Le propriétaire porta plainte contre les femmes. Le commissaire rural ordonna de mettre en prison une femme sur chaque ménage.

L’ordre n’était pas d’une exécution facile, parce que dans chaque maison il y avait plusieurs femmes et l’on ne pouvait savoir laquelle il fallait emprisonner, aussi la sentence ne fut-elle pas exécutée. Le propriétaire se plaignit de la négligence de la police au gouverneur, lequel, sans bien se rendre compte des choses, ordonna simplement de faire exécuter le jugement du commissaire rural.

Le commissaire du district vint dans le pays et commanda sévèrement à ses agents d’appréhender dans chaque maison n’importe quelle femme ; mais, ainsi que nous l’avons dit, comme il y a plusieurs femmes dans chaque maison, des discussions s’élevèrent ; le commissaire du district ordonna de n’en pas tenir compte, de saisir la première femme que l’on verrait et de l’emmener en prison.

Les paysans défendirent leurs femmes et leurs mères ; ils ne laissèrent point la police accomplir sa mission ; ils battirent les agents et le commissaire du district.
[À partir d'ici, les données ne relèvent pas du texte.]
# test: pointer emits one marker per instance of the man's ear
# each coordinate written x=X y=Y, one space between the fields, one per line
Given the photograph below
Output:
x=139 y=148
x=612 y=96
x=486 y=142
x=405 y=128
Un nouveau crime s’ajouta donc à l’autre, la rébellion aux lois ; on donna connaissance de ce nouveau fait à la ville ; et voilà, comme à Smolensk, le gouverneur de la contrée, à la tête d’un bataillon de soldats armés de fusils et de verges, à grand renfort de télégraphe et de téléphone, montant en express, accompagné d’un docteur savant chargé de veiller à ce que l’on bâtonnât hygiéniquement, voilà, disons-nous, le gouverneur incarnant le Gengis Kan moderne prédit par Herzen, arrivé sur le lieu de l’exécution.